Understanding moral extremism can help us understand totalitarian atrocities in a new light. One dominant narrative about Nazi atrocities, which gains support from Hannah Arendt’s book Eichmann in Jerusalem and Stanley Milgram’s notorious obedience experiments, emphasizes the role of pedestrian motives and ordinary biases behind seemingly inhuman evil. This narrative is, however, incomplete. It would be a mistake to overlook the complementary role of ideology and extremism in producing these outcomes. Ordinary citizens don’t become cogs in machines until people like the Bolsheviks and the early Nazis, who were true believers in their respective ideologies, establish those machines in the first place. Although many evildoers seem “banal” – Arendt’s famous description of Nazi war criminal Adolf Eichmann – others are arrogant and full of zeal. The rhetoric that such people employ is often fanatically moral. This surely includes some rationalization of ugly ulterior motives, but I think a lot of it sincerely reflects adherence to extremely misguided, though still recognizably moral, ideals.

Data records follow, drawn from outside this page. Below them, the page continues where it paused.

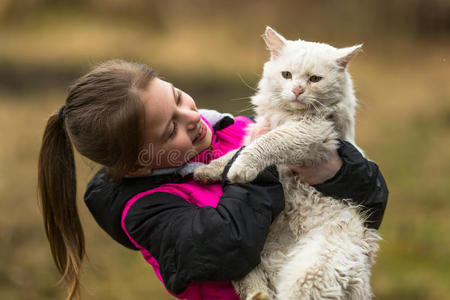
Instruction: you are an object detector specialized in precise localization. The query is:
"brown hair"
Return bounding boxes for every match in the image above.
[38,60,156,299]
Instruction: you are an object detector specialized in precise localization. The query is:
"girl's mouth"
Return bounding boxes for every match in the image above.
[192,121,206,144]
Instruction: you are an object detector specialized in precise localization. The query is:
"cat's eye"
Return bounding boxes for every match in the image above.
[309,75,322,82]
[281,71,292,79]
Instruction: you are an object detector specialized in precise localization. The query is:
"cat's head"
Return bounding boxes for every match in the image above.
[253,27,362,110]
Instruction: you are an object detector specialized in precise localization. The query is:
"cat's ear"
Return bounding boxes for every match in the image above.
[262,26,286,59]
[336,44,362,69]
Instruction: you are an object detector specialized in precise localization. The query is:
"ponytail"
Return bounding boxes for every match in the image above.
[38,114,85,299]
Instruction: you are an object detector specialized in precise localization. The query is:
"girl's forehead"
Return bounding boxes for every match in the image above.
[142,78,174,141]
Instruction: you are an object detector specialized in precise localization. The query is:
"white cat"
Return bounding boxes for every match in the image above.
[194,27,380,300]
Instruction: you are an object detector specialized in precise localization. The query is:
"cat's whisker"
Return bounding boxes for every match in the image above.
[230,96,251,101]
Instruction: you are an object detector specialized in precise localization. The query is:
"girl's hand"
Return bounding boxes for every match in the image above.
[248,126,270,143]
[289,151,342,185]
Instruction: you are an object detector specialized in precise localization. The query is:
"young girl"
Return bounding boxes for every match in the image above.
[38,60,387,299]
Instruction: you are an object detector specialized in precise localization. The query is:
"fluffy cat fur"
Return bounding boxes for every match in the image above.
[194,27,380,300]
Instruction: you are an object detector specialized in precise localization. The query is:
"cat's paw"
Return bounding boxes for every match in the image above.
[194,164,222,183]
[247,292,271,300]
[227,159,258,183]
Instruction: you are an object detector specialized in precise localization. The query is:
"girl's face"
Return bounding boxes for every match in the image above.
[139,78,212,169]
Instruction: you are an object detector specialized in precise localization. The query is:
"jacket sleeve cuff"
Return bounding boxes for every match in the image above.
[314,141,388,228]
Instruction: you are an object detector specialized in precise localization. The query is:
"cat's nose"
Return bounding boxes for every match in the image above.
[292,86,305,97]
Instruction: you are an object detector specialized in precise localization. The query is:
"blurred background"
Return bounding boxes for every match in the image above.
[0,0,450,299]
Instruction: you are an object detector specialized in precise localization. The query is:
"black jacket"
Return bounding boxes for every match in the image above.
[85,142,388,294]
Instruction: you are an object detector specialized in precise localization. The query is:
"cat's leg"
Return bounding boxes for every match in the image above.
[276,217,380,300]
[233,264,274,300]
[228,119,338,182]
[276,230,345,300]
[194,149,238,182]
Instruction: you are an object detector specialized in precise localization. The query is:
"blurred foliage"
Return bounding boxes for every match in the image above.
[0,0,450,299]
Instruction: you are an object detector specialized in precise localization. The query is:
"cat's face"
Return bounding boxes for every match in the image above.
[255,28,360,110]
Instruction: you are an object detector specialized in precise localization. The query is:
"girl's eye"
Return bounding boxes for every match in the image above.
[281,71,292,79]
[309,75,322,82]
[169,122,178,139]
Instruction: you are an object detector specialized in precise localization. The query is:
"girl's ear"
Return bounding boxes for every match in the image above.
[262,26,286,60]
[336,44,362,69]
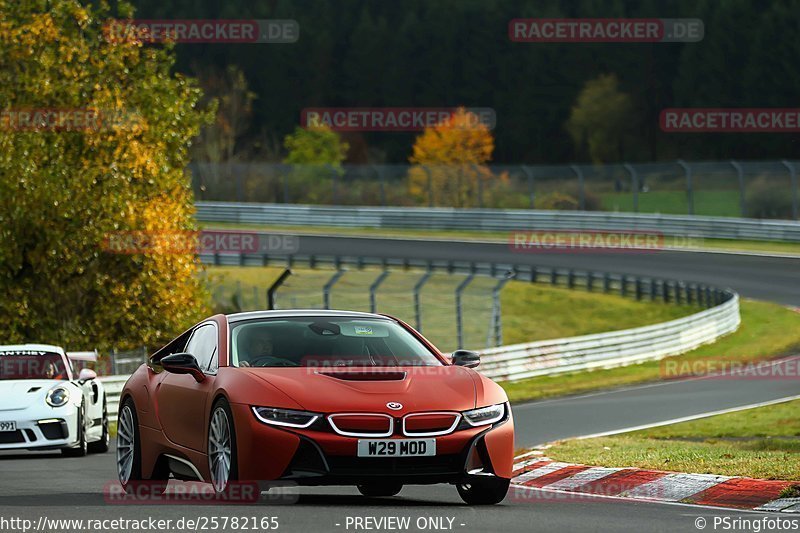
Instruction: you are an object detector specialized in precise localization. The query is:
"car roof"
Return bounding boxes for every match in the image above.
[227,309,389,322]
[0,344,66,355]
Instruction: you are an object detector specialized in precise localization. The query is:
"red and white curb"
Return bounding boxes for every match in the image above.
[511,452,800,513]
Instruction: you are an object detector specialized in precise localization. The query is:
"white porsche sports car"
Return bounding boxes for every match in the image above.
[0,344,109,457]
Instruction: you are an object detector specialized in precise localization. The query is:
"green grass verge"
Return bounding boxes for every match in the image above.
[547,401,800,481]
[206,267,699,351]
[600,190,740,217]
[205,222,800,255]
[501,300,800,402]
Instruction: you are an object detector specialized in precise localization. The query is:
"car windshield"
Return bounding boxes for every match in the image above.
[0,350,68,380]
[231,317,442,367]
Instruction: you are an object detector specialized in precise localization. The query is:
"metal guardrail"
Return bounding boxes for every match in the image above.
[100,254,741,420]
[480,294,741,381]
[98,376,129,422]
[189,160,800,220]
[196,202,800,242]
[100,294,741,421]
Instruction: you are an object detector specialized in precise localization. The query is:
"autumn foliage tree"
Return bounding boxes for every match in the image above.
[408,108,507,207]
[0,0,210,350]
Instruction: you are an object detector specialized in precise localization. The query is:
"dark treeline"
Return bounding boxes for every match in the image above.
[128,0,800,163]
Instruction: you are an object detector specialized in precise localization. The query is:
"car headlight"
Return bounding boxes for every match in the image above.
[253,407,320,428]
[44,386,69,407]
[462,403,506,426]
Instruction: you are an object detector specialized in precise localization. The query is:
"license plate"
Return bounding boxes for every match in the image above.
[358,439,436,457]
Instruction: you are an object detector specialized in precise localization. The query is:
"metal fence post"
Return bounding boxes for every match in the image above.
[569,165,586,211]
[622,163,639,213]
[456,274,475,350]
[267,268,292,311]
[322,270,347,309]
[369,270,389,313]
[781,161,798,220]
[414,267,433,333]
[520,165,536,209]
[678,159,694,215]
[731,161,747,218]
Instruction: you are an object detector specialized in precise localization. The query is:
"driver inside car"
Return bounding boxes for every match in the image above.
[239,331,273,367]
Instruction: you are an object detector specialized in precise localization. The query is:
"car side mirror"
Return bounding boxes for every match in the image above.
[452,350,481,368]
[161,353,206,383]
[78,368,97,383]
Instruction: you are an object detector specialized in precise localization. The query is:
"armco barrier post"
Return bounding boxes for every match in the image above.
[731,161,747,218]
[369,270,389,313]
[678,159,694,215]
[456,274,475,350]
[781,161,798,220]
[414,267,433,333]
[472,163,483,208]
[372,165,386,206]
[267,268,292,311]
[520,165,536,209]
[322,270,347,309]
[622,163,639,213]
[327,163,339,205]
[422,165,433,207]
[569,165,586,211]
[492,278,511,346]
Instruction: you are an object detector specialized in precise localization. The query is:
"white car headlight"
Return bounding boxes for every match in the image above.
[462,403,506,426]
[44,385,69,407]
[253,407,320,428]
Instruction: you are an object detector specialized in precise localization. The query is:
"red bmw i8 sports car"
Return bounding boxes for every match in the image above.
[117,310,514,504]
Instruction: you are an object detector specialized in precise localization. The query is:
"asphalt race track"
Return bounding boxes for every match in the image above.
[0,236,800,533]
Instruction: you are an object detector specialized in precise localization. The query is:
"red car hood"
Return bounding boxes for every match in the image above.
[240,366,476,415]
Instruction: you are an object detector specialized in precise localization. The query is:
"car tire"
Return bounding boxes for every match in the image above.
[207,398,239,493]
[456,477,511,505]
[87,401,111,453]
[61,403,89,457]
[117,398,169,492]
[358,482,403,498]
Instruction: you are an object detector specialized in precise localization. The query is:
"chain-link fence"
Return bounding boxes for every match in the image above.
[190,161,800,220]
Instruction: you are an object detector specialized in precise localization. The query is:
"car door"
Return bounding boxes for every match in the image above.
[156,322,219,451]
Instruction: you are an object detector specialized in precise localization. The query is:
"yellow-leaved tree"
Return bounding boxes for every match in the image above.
[0,0,211,350]
[408,107,507,207]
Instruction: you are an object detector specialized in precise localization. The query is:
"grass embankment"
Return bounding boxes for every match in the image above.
[207,267,699,351]
[502,300,800,402]
[206,222,800,255]
[547,400,800,481]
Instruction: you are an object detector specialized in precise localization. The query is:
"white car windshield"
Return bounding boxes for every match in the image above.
[231,317,442,367]
[0,350,69,380]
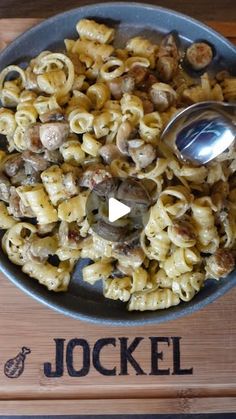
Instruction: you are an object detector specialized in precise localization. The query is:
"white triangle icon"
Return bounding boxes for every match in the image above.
[108,198,131,223]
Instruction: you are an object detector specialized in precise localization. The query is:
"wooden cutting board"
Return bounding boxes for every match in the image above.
[0,19,236,415]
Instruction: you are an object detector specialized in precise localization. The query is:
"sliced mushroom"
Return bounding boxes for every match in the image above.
[206,249,235,279]
[99,144,124,164]
[129,142,156,169]
[0,173,11,202]
[39,122,69,150]
[36,223,57,236]
[211,180,229,210]
[4,153,24,177]
[134,90,154,114]
[112,240,145,275]
[129,65,150,85]
[168,220,196,247]
[11,166,40,186]
[79,165,112,189]
[43,150,63,163]
[116,178,150,206]
[63,172,79,197]
[93,219,127,242]
[158,33,180,61]
[116,121,133,156]
[8,186,35,218]
[156,33,180,82]
[39,109,65,124]
[24,124,43,153]
[149,83,177,112]
[93,178,119,197]
[107,77,123,100]
[186,42,213,71]
[25,67,38,90]
[22,150,50,174]
[156,56,178,82]
[121,75,135,93]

I end by contrasting two American opponents of slavery: John Brown and John Quincy Adams. Brown, who is best known for the raid on Harpers Ferry intended to spark a massive slave rebellion, was certainly a radical. I argue that he was also probably an extremist (his involvement in the Potawatomie Massacre in particular suggests fanaticism). Adams was far more conservative. He avoided Brown’s extremism, but had difficulty achieving epistemic and emotional consistency on the issue of slavery. On which side is it better to err, then? I don’t answer this question, but I think we can understand the complexity of human moral psychology by reflecting on it. I speculate that it’s better for a society to have both kinds of imperfect people than too many of either type. Adams’s conservatism is a bulwark against extremism and can aid with incremental progress. On the other hand, perhaps a society sometimes needs a moral madman like John Brown to reawaken its moral sensibilities.